Размер шрифта
-
+

Ричард Длинные Руки – принц императорской мантии - стр. 28

За троном, длинные рукояти которого лежат на плечах дюжины носильщиков тоже в парадных одеждах, шествуют кардиналы. На этот раз не в традиционно красных одеждах, а тоже в белых, расшитых серебром, как бы подчеркивая старинное правило, что папа всего лишь один из епископов Рима. Думаю, это давно осталось в прошлом, сейчас папа почти земной бог, и даже не представляю, что может пошатнуть его власть, никто в мире вообще-то не представляет такой возможности.

Следом мальчики певчего хора, чистые детские голоса возносят хвалу Господу, насколько я понял. Дальше еще народ, но тоже не из простых свиней, а все в золоте, неслыханной роскоши одежды, чему положит конец, как понимаю, Лютер.

К распахнутым воротам собора первым подходит чернец, несущий тиару, она показалась мне сильно вытянутым вверх воинским шлемом, словно создавалась для крупного ученого, коих зовут яйцеголовыми. Тиару опоясывают три полоски из золота с вкрапленными рубинами, поменьше того, что в рукояти моего меча, но рука огранщика показалась мне знакомой.

Полоски, естественно, с зубчиками, словно из-за них тоже крохотные арбалетчики готовы отстреливать врагов папы, а также с оттопыренными от стального купола золотыми листиками неких растений, что-то знакомое, но я как-то пропустил уроки биологии.

На вершине тиары золотой крест в женскую ладонь размером, в центре креста тоже рубин, уже покрупнее, почти такой же, как у меня на мече, Вельзевул бы уже заинтересовался и начал ревниво сравнивать.

Перед воротами собора носилки опустили на землю.

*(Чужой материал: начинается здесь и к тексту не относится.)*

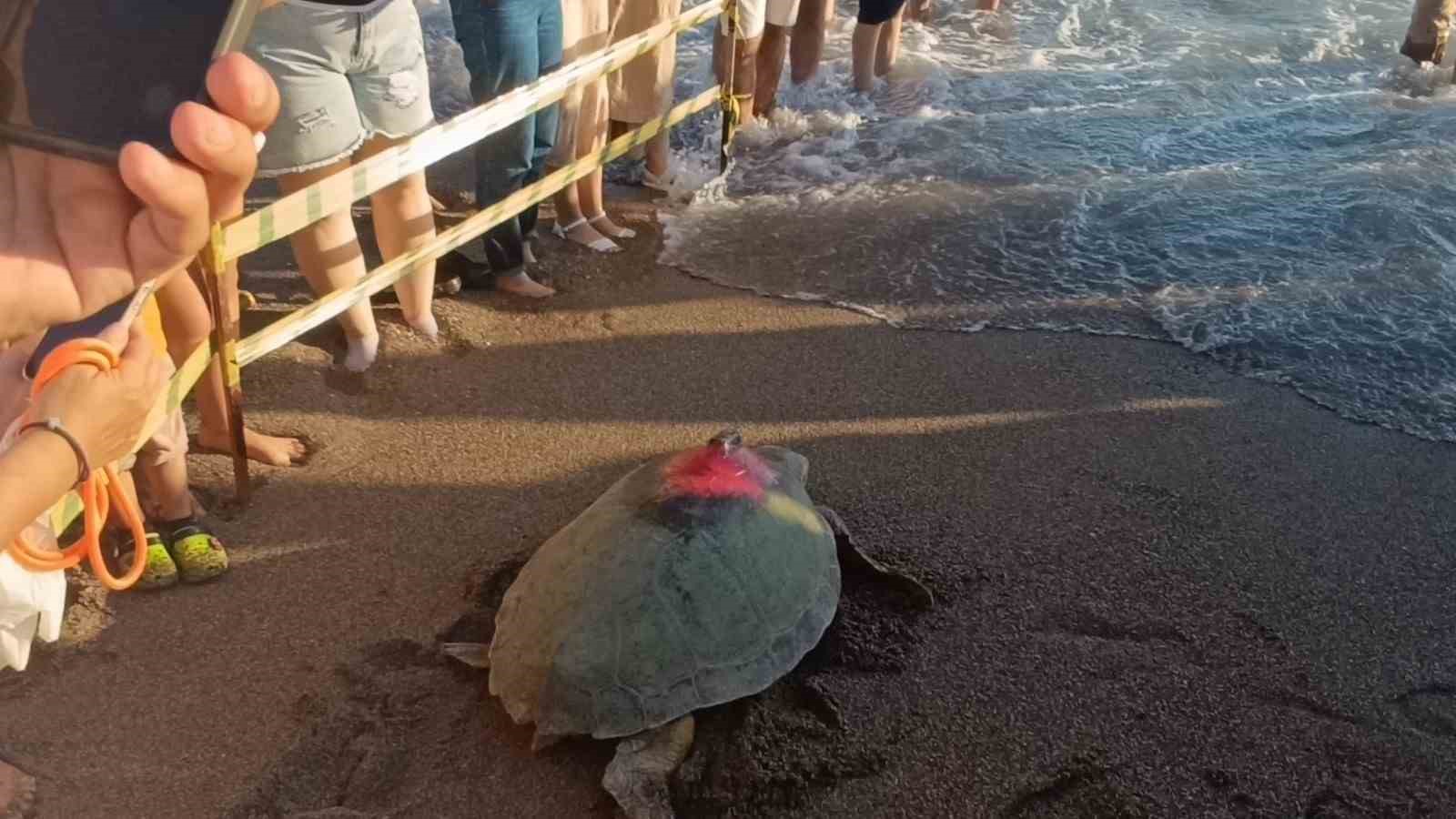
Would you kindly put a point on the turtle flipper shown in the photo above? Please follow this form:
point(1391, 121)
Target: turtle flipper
point(475, 654)
point(637, 775)
point(854, 559)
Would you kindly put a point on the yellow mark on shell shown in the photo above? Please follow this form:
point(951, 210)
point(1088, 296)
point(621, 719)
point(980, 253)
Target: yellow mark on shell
point(790, 511)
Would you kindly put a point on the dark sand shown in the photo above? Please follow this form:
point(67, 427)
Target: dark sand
point(1162, 589)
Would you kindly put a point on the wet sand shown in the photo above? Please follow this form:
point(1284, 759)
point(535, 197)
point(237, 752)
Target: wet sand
point(1162, 589)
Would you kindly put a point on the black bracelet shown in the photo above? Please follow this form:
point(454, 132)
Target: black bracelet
point(55, 426)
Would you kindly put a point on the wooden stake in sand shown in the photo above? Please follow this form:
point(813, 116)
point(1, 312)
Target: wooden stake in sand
point(235, 238)
point(220, 286)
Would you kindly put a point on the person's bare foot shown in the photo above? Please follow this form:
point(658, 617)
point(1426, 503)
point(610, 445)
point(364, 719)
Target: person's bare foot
point(611, 229)
point(261, 448)
point(523, 285)
point(426, 325)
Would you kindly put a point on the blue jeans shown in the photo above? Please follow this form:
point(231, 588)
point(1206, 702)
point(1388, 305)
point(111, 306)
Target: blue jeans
point(509, 44)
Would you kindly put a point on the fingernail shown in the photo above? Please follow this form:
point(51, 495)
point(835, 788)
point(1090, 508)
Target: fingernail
point(220, 136)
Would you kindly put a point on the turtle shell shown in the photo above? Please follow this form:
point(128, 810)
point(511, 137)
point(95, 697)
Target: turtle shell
point(647, 608)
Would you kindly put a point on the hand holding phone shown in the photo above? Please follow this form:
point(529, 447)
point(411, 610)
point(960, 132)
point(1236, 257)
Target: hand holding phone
point(84, 77)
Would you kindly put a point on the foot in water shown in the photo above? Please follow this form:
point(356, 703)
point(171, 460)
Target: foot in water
point(523, 285)
point(584, 234)
point(266, 450)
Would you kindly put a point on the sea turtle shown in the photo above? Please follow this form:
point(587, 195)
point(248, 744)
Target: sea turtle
point(699, 577)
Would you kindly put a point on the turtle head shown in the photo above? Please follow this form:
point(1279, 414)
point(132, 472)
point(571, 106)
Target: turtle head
point(721, 470)
point(727, 442)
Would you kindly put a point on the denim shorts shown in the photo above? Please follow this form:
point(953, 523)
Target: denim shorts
point(346, 75)
point(754, 14)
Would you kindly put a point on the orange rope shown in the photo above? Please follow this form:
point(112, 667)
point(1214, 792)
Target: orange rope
point(98, 490)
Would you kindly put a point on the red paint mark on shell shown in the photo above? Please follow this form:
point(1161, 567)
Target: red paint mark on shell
point(710, 474)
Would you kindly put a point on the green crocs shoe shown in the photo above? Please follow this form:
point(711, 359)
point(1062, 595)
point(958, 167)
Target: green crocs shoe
point(160, 570)
point(200, 557)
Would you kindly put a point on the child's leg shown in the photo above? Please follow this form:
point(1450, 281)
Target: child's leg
point(187, 324)
point(888, 47)
point(162, 467)
point(404, 220)
point(865, 46)
point(329, 257)
point(172, 513)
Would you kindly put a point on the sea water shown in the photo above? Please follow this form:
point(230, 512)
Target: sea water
point(1269, 184)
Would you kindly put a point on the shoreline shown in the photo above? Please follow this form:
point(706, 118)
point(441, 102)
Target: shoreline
point(1165, 589)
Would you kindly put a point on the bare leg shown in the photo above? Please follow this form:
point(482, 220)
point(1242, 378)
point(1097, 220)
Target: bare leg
point(187, 324)
point(637, 777)
point(592, 137)
point(888, 50)
point(771, 67)
point(865, 44)
point(329, 257)
point(167, 494)
point(404, 220)
point(659, 155)
point(807, 44)
point(744, 77)
point(1429, 31)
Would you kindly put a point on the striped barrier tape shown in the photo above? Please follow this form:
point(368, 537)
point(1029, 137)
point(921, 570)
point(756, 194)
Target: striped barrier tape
point(328, 307)
point(302, 321)
point(302, 208)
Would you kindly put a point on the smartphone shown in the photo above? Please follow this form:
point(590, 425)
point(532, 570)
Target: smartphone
point(91, 327)
point(84, 77)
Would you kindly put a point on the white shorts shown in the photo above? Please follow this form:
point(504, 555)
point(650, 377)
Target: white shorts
point(754, 14)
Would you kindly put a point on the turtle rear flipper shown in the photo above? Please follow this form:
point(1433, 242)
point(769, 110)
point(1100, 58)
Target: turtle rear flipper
point(637, 777)
point(854, 560)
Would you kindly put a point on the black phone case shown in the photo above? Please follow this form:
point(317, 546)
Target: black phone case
point(232, 38)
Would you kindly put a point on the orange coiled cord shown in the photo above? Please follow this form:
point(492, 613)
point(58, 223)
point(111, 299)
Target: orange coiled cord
point(98, 490)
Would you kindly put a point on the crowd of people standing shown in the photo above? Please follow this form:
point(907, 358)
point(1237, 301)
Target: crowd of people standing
point(320, 86)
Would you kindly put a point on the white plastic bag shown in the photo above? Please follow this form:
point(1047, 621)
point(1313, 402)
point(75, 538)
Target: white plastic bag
point(31, 602)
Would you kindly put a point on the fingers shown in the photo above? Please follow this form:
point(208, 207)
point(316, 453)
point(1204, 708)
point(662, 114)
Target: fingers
point(178, 201)
point(142, 363)
point(222, 142)
point(244, 91)
point(174, 222)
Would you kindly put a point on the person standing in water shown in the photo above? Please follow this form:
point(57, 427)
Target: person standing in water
point(642, 89)
point(803, 40)
point(877, 35)
point(581, 215)
point(1431, 28)
point(753, 18)
point(877, 41)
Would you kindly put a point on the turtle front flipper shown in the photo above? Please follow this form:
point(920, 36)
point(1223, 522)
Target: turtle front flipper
point(475, 654)
point(637, 775)
point(854, 559)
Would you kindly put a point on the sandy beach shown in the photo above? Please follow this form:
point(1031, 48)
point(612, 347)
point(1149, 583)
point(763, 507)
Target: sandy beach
point(1162, 589)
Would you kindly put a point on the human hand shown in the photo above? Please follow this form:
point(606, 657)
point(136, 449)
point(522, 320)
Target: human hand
point(15, 390)
point(76, 238)
point(106, 413)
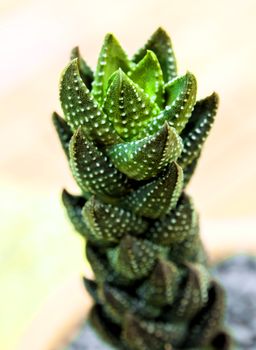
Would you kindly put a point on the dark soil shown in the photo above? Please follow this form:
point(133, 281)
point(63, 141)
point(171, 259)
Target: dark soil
point(238, 276)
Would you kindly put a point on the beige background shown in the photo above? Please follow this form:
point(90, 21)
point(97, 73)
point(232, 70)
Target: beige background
point(213, 39)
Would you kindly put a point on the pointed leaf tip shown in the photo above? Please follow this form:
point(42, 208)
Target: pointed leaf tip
point(92, 170)
point(81, 110)
point(111, 58)
point(160, 44)
point(128, 108)
point(85, 70)
point(162, 148)
point(148, 75)
point(64, 132)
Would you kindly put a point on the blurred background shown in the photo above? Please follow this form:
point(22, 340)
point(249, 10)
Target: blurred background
point(39, 251)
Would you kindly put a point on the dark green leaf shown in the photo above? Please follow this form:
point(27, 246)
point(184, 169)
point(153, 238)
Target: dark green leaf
point(81, 110)
point(111, 58)
point(109, 223)
point(161, 45)
point(157, 197)
point(161, 149)
point(128, 107)
point(148, 75)
point(64, 132)
point(92, 170)
point(85, 71)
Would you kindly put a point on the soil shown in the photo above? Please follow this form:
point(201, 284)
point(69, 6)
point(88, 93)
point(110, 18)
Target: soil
point(238, 276)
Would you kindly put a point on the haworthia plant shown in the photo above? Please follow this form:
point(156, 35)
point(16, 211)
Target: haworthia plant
point(133, 132)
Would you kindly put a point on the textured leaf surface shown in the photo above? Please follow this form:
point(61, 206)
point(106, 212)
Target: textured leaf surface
point(111, 58)
point(177, 225)
point(193, 293)
point(161, 45)
point(64, 132)
point(161, 287)
point(144, 335)
point(92, 170)
point(181, 97)
point(85, 71)
point(145, 158)
point(203, 327)
point(134, 258)
point(148, 75)
point(157, 197)
point(197, 129)
point(118, 302)
point(110, 223)
point(128, 107)
point(74, 205)
point(81, 110)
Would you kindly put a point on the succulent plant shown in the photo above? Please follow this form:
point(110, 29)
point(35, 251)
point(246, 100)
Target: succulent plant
point(133, 133)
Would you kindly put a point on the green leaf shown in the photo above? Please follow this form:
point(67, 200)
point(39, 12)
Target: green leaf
point(157, 197)
point(85, 71)
point(177, 225)
point(111, 58)
point(81, 110)
point(181, 97)
point(92, 288)
point(74, 205)
point(161, 286)
point(161, 45)
point(197, 129)
point(134, 258)
point(109, 223)
point(128, 107)
point(206, 324)
point(193, 292)
point(108, 331)
point(222, 341)
point(117, 302)
point(92, 170)
point(148, 75)
point(150, 334)
point(161, 149)
point(64, 132)
point(189, 170)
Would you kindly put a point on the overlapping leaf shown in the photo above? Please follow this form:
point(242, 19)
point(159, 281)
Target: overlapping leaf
point(128, 107)
point(147, 334)
point(161, 45)
point(92, 170)
point(197, 129)
point(80, 109)
point(64, 132)
point(148, 75)
point(134, 258)
point(157, 197)
point(109, 223)
point(177, 225)
point(85, 71)
point(161, 286)
point(162, 148)
point(111, 58)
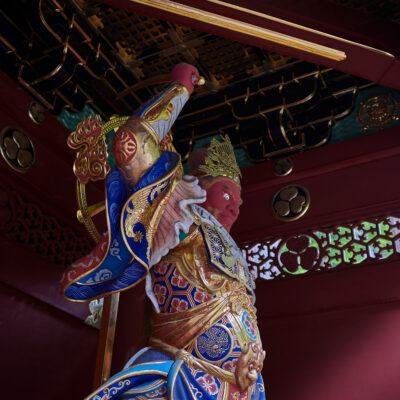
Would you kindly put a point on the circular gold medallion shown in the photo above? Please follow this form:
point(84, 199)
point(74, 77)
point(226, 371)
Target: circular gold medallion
point(17, 149)
point(290, 203)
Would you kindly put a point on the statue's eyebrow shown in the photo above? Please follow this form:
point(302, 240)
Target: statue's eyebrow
point(228, 189)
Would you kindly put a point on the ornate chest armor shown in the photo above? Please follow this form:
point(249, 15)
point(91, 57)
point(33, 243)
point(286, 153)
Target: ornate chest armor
point(206, 311)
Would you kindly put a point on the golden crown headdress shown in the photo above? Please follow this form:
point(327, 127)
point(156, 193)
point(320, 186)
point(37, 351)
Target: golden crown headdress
point(221, 160)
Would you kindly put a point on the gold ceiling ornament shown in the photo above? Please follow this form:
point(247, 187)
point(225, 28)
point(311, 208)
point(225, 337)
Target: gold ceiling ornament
point(221, 160)
point(290, 203)
point(244, 27)
point(17, 149)
point(378, 111)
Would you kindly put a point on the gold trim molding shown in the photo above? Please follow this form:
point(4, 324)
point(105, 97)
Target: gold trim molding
point(297, 26)
point(243, 27)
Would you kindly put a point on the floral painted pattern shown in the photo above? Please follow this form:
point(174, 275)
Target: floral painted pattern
point(208, 383)
point(160, 293)
point(178, 304)
point(249, 325)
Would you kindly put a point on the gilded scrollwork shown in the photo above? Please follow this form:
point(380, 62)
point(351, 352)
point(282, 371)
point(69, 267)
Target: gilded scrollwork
point(89, 142)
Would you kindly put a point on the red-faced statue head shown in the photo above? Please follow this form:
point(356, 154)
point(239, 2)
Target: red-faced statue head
point(223, 199)
point(219, 175)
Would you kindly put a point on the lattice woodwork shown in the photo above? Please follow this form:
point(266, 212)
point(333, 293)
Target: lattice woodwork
point(27, 223)
point(366, 241)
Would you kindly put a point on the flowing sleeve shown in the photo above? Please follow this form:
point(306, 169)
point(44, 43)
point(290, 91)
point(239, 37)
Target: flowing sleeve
point(144, 214)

Папа сошел на грунт медленно и величественно, длинный хвост его парадного облачения заносили только на ступеньках собора, а дальше он двигался, как древний динозавр в золоте, волоча роскошный хвост. Чернец с тиарой все еще впереди, идет медленно и торжественно, словно к памятнику Неизвестному Рыцарю, только что не печатает шаг. В том зале, куда направилась процессия, на удивление много женщин, все присели к самому полу и смиренно склонили головы, и только стражи в сверкающих доспехах стоят выпрямленные и все замечающие, хоть ни один не шевельнет и бровью.

Папа медленно и величаво, чтобы не перетрудиться, двумя пальцами раздает благословление направо и налево, на каждые десять медленных шагов одно направо, на следующие десять – налево.

Если кого-то и не зацепит благословлением, то, как я понимаю, хрен с ними, людей на земле много, а вообще-то скоро и эти погибнут, чего зазря стараться.

Чернец двигается к противоположной от входа стене, там нечто вроде театральной сцены: четыре ступеньки к ней, по бокам толстые, как баобабы, колонны. На самой сцене в глубине длинный стол, покрытый золотой скатертью, по два подсвечника с горящими свечами справа и слева, середина стола пуста, но это понятно: перед столом лицом к залу, а спинкой к столу, роскошное, хоть и облегченное, словно дачное, кресло для папы.